単音(分節音)

音声を時間軸で切り分けていくことを考えてみましょう。たとえば、「雨」(アメ)という単語はどのように分けることができるでしょうか?「ア」(a)と「メ」(me)に分けられる、というのが一つの答えです。さらに細かく分けるとすると、「メ」はさらに、[m] と [e] に分けることができます。

これら [a, m, e] はそれぞれ、異なる音色(timbre)を持っています。このように、音声を時間軸上で音色の特徴をもとに切り分けていった最小の単位を「単音」(phone)といいます。

それぞれの単音は、もっと細かく分けることもできないわけではありません。例えば、[a] の前半と後半というようにです。しかし、[a] の前半と後半は音色上の特徴がほぼ同じなので、そこに単音の境界はなく、同一の単音の一部を成すものとみなされます。

なお、単音は「分節音」(segment, phonetic segment)と呼ばれることもあります。

プロソディー(韻律)

では、「雨」と「飴」では何が違うでしょうか。どちらも単音のレベルでは、[a, m, e] という三つの単音から構成されます。しかし、日本語(特に東京・首都圏の発音)では、両者は異なるピッチ(pitch; 高さ)で発音されます。具体的には、「雨」は高いところから下がり、「飴」は低いところから上がります。

音声のうちピッチにかかわる現象は、プロソディーの一種とみなされます。「プロソディー」(prosody)とは、ピッチ(pitch; 高さ)、大きさ(loudness)、長さ(length)の変化によって生み出される音声の諸現象の総称です。(ただし、研究者によってはピッチ・大きさ・長さ以外の要素もプロソディーの構成要素に含めることもあります。)日本語のアクセント(accent)や英語の強勢(stress)などが、プロソディーに含まれます。

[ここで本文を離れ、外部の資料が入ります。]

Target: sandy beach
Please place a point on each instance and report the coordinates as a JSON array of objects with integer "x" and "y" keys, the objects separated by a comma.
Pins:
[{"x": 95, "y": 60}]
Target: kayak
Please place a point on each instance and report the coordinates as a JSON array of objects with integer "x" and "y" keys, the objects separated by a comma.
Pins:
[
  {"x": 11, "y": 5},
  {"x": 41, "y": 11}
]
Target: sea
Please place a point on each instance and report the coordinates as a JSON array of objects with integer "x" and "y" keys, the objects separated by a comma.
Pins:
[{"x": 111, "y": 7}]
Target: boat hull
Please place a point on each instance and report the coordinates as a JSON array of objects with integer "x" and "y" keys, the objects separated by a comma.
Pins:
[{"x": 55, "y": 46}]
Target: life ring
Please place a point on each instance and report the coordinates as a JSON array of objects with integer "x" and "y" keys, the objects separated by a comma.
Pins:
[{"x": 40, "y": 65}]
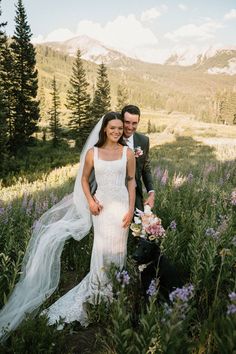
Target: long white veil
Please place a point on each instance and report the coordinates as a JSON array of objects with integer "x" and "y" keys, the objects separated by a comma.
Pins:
[{"x": 41, "y": 264}]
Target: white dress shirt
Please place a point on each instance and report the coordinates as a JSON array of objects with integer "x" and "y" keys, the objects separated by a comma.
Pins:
[{"x": 130, "y": 142}]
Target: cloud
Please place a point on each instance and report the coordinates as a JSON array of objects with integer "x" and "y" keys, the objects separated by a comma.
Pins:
[
  {"x": 153, "y": 13},
  {"x": 150, "y": 14},
  {"x": 193, "y": 32},
  {"x": 230, "y": 15},
  {"x": 124, "y": 33},
  {"x": 182, "y": 7},
  {"x": 58, "y": 35}
]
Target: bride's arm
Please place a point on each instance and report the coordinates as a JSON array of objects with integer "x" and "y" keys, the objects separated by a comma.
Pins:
[
  {"x": 94, "y": 207},
  {"x": 131, "y": 168}
]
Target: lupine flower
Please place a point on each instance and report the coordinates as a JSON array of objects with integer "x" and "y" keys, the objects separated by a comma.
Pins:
[
  {"x": 234, "y": 241},
  {"x": 212, "y": 233},
  {"x": 208, "y": 169},
  {"x": 2, "y": 210},
  {"x": 164, "y": 177},
  {"x": 173, "y": 225},
  {"x": 231, "y": 309},
  {"x": 152, "y": 290},
  {"x": 123, "y": 278},
  {"x": 232, "y": 296},
  {"x": 221, "y": 181},
  {"x": 183, "y": 294},
  {"x": 178, "y": 180},
  {"x": 227, "y": 177},
  {"x": 190, "y": 177},
  {"x": 25, "y": 201},
  {"x": 29, "y": 206},
  {"x": 158, "y": 172},
  {"x": 233, "y": 198}
]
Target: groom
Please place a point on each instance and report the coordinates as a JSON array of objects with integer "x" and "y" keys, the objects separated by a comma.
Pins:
[{"x": 139, "y": 143}]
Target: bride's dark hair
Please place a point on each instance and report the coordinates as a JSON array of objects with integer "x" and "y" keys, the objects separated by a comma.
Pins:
[{"x": 106, "y": 119}]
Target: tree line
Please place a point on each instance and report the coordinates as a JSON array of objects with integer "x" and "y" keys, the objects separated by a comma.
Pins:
[{"x": 20, "y": 107}]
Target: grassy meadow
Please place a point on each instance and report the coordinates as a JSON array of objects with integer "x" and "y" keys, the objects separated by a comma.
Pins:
[{"x": 194, "y": 169}]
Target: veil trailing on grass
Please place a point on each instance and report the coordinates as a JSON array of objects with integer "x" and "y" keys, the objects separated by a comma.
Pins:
[{"x": 40, "y": 276}]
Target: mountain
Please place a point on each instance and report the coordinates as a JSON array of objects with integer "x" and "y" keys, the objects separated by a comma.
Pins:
[
  {"x": 222, "y": 62},
  {"x": 91, "y": 49},
  {"x": 213, "y": 61},
  {"x": 191, "y": 89}
]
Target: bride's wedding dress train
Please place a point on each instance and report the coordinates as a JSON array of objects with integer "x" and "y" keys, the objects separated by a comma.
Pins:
[{"x": 109, "y": 246}]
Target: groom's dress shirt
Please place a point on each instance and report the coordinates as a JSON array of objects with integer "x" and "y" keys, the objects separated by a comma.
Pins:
[{"x": 130, "y": 142}]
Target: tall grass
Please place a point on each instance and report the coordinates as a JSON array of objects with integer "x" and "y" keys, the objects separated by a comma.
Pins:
[{"x": 196, "y": 200}]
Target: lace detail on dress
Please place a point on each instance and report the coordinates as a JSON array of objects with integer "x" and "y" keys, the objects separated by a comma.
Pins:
[{"x": 109, "y": 246}]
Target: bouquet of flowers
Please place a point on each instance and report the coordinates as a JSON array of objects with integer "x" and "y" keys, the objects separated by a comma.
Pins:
[{"x": 147, "y": 225}]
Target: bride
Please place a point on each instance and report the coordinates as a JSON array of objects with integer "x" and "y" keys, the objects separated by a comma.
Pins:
[{"x": 110, "y": 211}]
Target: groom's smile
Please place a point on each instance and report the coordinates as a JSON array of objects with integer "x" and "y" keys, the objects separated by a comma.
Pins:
[{"x": 130, "y": 124}]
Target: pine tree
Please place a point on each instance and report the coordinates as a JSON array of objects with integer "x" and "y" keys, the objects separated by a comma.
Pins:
[
  {"x": 3, "y": 104},
  {"x": 122, "y": 97},
  {"x": 26, "y": 110},
  {"x": 102, "y": 100},
  {"x": 78, "y": 102},
  {"x": 54, "y": 112}
]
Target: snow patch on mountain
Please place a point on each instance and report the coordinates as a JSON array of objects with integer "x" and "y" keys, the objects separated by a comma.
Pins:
[{"x": 230, "y": 69}]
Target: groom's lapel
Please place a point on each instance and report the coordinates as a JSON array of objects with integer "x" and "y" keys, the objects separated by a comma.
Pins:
[{"x": 135, "y": 140}]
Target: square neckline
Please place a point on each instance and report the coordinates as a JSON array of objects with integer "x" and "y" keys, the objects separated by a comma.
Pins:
[{"x": 122, "y": 156}]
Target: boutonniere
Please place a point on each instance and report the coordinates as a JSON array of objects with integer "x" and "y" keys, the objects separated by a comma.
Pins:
[{"x": 138, "y": 151}]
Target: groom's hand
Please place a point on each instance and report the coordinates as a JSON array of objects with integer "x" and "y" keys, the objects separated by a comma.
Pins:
[
  {"x": 95, "y": 208},
  {"x": 150, "y": 200}
]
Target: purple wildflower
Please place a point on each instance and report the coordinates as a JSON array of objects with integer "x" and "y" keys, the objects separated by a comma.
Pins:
[
  {"x": 212, "y": 233},
  {"x": 24, "y": 201},
  {"x": 164, "y": 177},
  {"x": 190, "y": 177},
  {"x": 173, "y": 225},
  {"x": 29, "y": 206},
  {"x": 152, "y": 290},
  {"x": 182, "y": 294},
  {"x": 233, "y": 198},
  {"x": 2, "y": 210},
  {"x": 234, "y": 241},
  {"x": 158, "y": 172},
  {"x": 231, "y": 309},
  {"x": 123, "y": 278},
  {"x": 232, "y": 296}
]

なお、プロソディーは「韻律」と呼ばれることもあります。ただし、「韻律」という用語は詩学などの分野では言語学とは異なる意味で用いられることがあるので、注意が必要です。

分節的特徴と超分節的特徴

単音(分節音)の特徴とプロソディーの特徴は、それぞれ「分節的特徴」(segmental features)、「超分節的特徴」(suprasegmental features)と呼ばれます。後者は「韻律的特徴」(prosodic features)とも呼ばれます。なお、「超分節的」という言葉は、単音(分節音)の連鎖の上に覆いかぶさる特徴というイメージから来ています。